什么RegEx字符串将找到字符串中最后一个(最右边)的数字组?

时间:2020-12-15 19:29:32

Looking for a regex string that will let me find the rightmost (if any) group of digits embedded in a string. We only care about contiguous digits. We don't care about sign, commas, decimals, etc. Those, if found should simply be treated as non-digits just like a letter.

寻找一个正则表达式字符串,它将让我找到嵌入在字符串中的最右边(如果有)数字组。我们只关心连续的数字。我们不关心标志,逗号,小数等。如果找到这些,应该只是像字母一样对待非数字。

This is for replacement/incrementing purposes so we also need to grab everything before and after the detected number so we can reconstruct the string after incrementing the value so we need a tokenized regex.

这是为了替换/递增目的,所以我们还需要获取检测到的数字之前和之后的所有内容,以便我们可以在递增值后重建字符串,因此我们需要一个标记化的正则表达式。

Here's examples of what we are looking for:

以下是我们正在寻找的例子:

  • "abc123def456ghi" should identify the'456'
  • “abc123def456ghi”应该识别'456'
  • "abc123def456ghi789jkl" should identify the'789'
  • “abc123def456ghi789jkl”应该识别'789'
  • "abc123def" should identify the'123'
  • “abc123def”应该标识'123'
  • "123ghi" should identify the'123'
  • “123ghi”应该识别'123'
  • "abc123,456ghi" should identify the'456'
  • “abc123,456ghi”应该识别'456'
  • "abc-654def" should identify the'654'
  • “abc-654def”应该标识'654'
  • "abcdef" shouldn't return any match
  • “abcdef”不应该返回任何匹配

As an example of what we want, it would be something like starting with the name 'Item 4-1a', extracting out the '1' with everything before being the prefix and everything after being the suffix. Then using that, we can generate the values 'Item 4-2a', 'Item 4-3a' and 'Item 4-4a' in a code loop.

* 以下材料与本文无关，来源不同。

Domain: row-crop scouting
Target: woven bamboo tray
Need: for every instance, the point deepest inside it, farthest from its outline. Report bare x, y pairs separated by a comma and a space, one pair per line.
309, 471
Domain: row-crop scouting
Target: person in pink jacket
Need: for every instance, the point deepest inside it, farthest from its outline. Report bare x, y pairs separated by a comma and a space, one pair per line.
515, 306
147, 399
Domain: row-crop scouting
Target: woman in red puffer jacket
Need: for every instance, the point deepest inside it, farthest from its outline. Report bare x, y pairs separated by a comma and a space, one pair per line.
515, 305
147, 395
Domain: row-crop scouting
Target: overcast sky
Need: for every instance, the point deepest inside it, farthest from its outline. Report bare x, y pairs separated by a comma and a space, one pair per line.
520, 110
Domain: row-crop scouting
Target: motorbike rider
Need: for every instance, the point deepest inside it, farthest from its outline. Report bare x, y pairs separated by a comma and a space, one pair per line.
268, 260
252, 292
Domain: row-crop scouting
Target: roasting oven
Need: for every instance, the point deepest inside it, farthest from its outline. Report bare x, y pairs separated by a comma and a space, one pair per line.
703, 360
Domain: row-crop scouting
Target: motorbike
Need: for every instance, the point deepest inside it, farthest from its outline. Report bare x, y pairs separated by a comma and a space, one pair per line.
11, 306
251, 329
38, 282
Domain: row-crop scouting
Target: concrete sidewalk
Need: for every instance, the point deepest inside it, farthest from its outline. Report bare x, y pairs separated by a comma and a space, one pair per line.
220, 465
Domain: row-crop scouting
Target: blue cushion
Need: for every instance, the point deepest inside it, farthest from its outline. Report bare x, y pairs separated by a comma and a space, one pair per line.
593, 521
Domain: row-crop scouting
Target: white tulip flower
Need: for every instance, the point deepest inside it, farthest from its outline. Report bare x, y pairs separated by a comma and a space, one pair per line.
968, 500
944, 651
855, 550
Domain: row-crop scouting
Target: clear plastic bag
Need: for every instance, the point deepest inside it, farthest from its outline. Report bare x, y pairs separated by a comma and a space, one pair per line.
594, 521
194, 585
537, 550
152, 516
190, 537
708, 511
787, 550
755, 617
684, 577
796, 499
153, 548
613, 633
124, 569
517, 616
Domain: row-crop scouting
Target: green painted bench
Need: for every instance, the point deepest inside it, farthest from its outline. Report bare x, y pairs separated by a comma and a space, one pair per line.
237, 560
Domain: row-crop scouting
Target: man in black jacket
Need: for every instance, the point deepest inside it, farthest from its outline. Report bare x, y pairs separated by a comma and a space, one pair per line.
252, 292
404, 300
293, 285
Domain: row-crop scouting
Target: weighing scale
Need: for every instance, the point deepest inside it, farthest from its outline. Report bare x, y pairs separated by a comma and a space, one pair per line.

作为我们想要的一个例子,它就像从名称'Item 4-1a'开始,在作为前缀之前提取出所有内容的'1'以及作为后缀后的所有内容。然后使用它,我们可以在代码循环中生成值“Item 4-2a”,“Item 4-3a”和“Item 4-4a”。

Now If I were looking for the first set, this would be easy. I'd just find the first contiguous block of 0 or more non-digits for the prefix, then the block of 1 or more contiguous digits for the number, then everything else to the end would be the suffix.

现在,如果我正在寻找第一套,这将很容易。我只是找到前缀为0或更多非数字的第一个连续块,然后是数字的1个或多个连续数字的块,然后到结尾的所有其他内容将是后缀。

The issue I'm having is how to define the prefix as including all (if any) numbers except the last set. Everything I try for the prefix keeps swallowing that last set, even when I've tried anchoring it to the end by basically reversing the above.

我遇到的问题是如何将前缀定义为包括除最后一组之外的所有(如果有)数字。我尝试使用前缀的所有内容都会吞下最后一组,即使我已经尝试通过基本上颠倒以上来将其锚定到最后。

5 个解决方案

#1


13  

How about:

怎么样:

^(.*?)(\d+)(\D*)$

then increment the second group and concat all 3.

然后增加第二组并连续全部3。

Explanation:

说明:

^         : Begining of string
  (       : start of 1st capture group
    .*?   : any number of any char not greedy
  )       : end group
  (       : start of 2nd capture group
    \d+   : one or more digits
  )       : end group
  (       : start of 3rd capture group
    \D*   : any number of non digit char
  )       : end group
$         : end of string

The first capture group will match all characters until the first digit of last group of digits before the end of the string.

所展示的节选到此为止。